Esa cifra no es anecdótica: demuestra que el financiamiento actual no solo es insuficiente, sino estructuralmente deficitario. Súmele el efecto inflacionario del alza de los combustibles, un cóctel perfecto para profundizar la crisis del sistema público de salud.

Resulta muy preocupante que la ministra de Salud, May Chomalí, haya señalado que este recorte no afectará la atención de las personas. Esa afirmación no resiste análisis. No es posible reducir recursos en un sistema que ya funciona en condiciones de alta fragilidad sin generar consecuencias directas en la calidad, oportunidad y acceso a la atención.

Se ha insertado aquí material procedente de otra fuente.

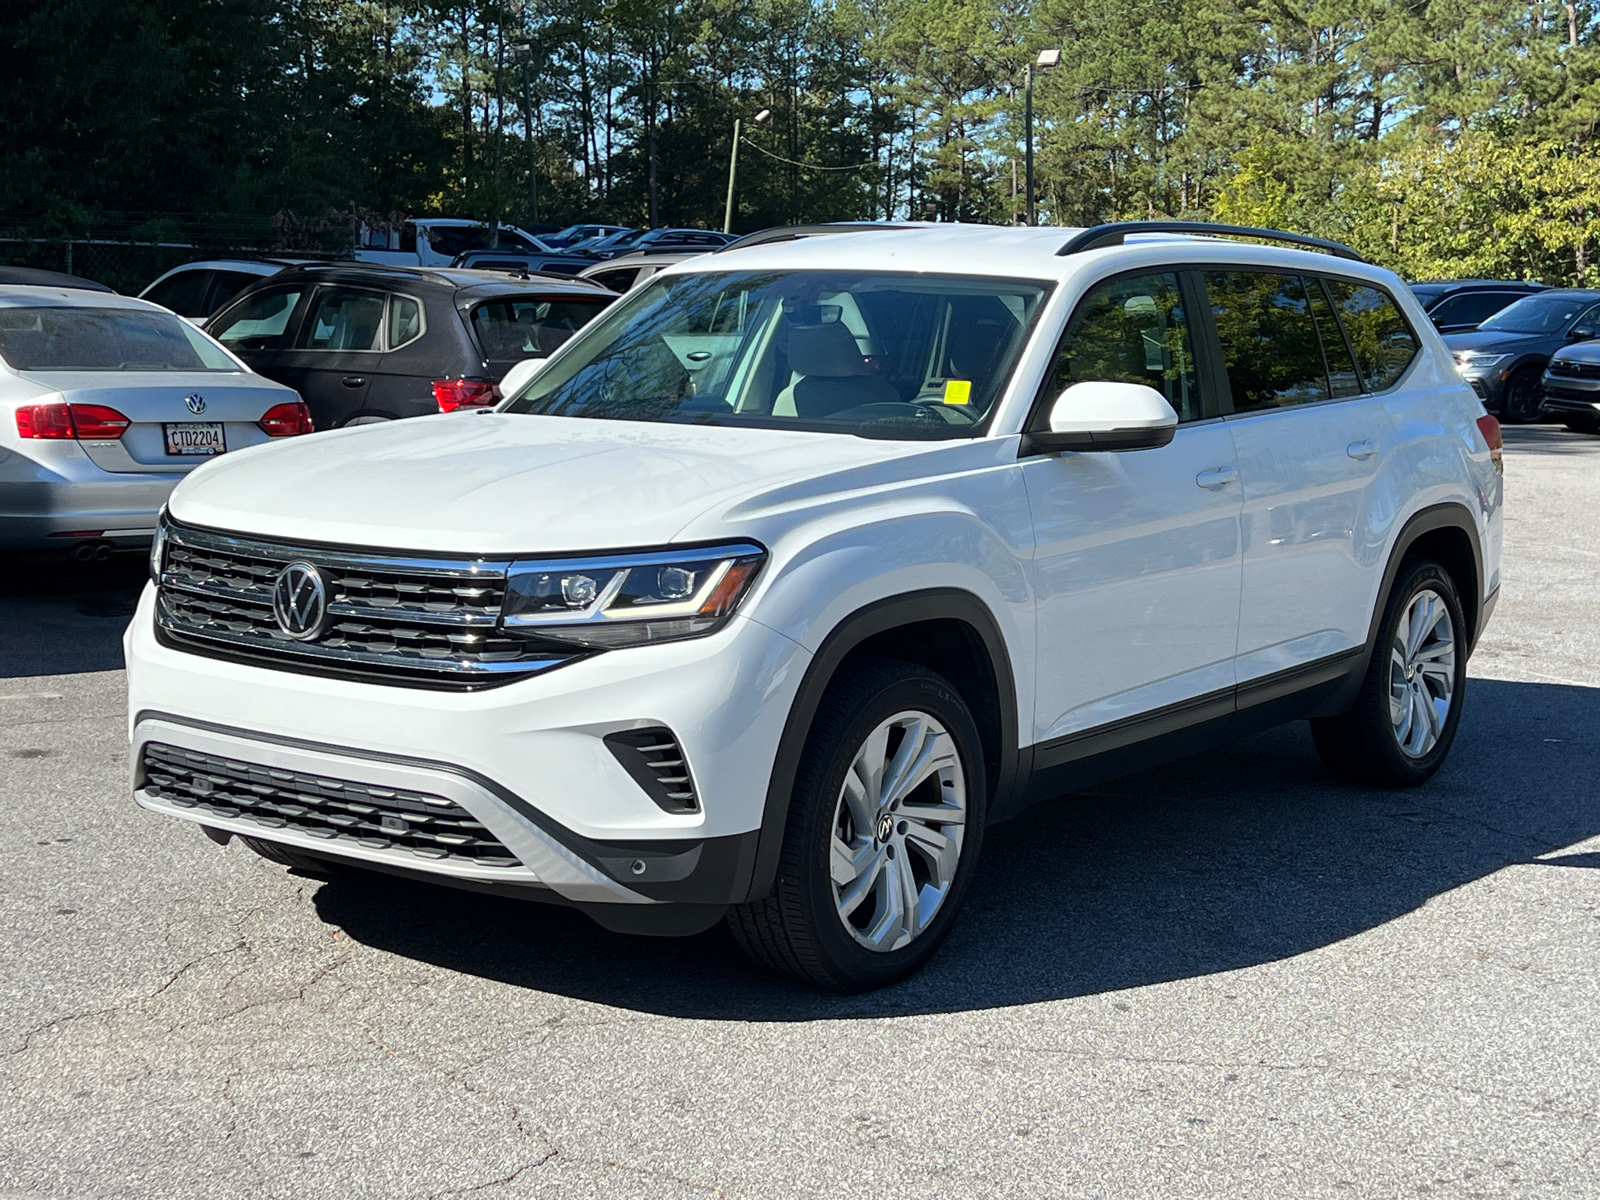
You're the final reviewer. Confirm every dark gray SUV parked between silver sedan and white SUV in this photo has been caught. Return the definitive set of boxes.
[206,264,616,429]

La evidencia es clara: menos recursos significan más listas de espera, mayor deterioro en las condiciones de atención y una sobrecarga aún más crítica para quienes sostienen el sistema. Hoy, incluso sin recortes, los recursos disponibles apenas permiten proyectar la operación de hospitales y centros de salud por cerca de 10 meses. ¿Qué ocurrirá entonces si se concreta esta disminución?

El sistema público no es una cifra más en una planilla Excel de los equipos del Ministerio de Hacienda. Es el lugar donde se atiende la gran mayoría de la población del país, cerca del 80%. Es donde se resuelven urgencias, se acompañan enfermedades crónicas y se sostiene, en definitiva, el derecho a la salud de Chile.

Por eso, desde los gremios de la salud hemos sido claros: este no es el camino. El recorte no solo es imprudente, es derechamente un golpe final a un sistema que ya se encuentra en una situación crítica.

La salud es una variable de ajuste. No puede seguir siendo el espacio donde se aplican recortes sin medir sus consecuencias humanas y sociales. Fortalecer la salud pública no es una opción ideológica, es una necesidad urgente.

El llamado es claro: el Gobierno debe reconsiderar esta decisión y abrir un espacio de diálogo real con quienes conocemos el sistema desde dentro. Persistir en esta medida no solo tensionará aún más la red asistencial, sino que terminará afectando directamente a millones de personas.

Se requiere responsabilidad. Porque cuando se recorta en salud, no se ajustan números: se ponen en riesgo vidas.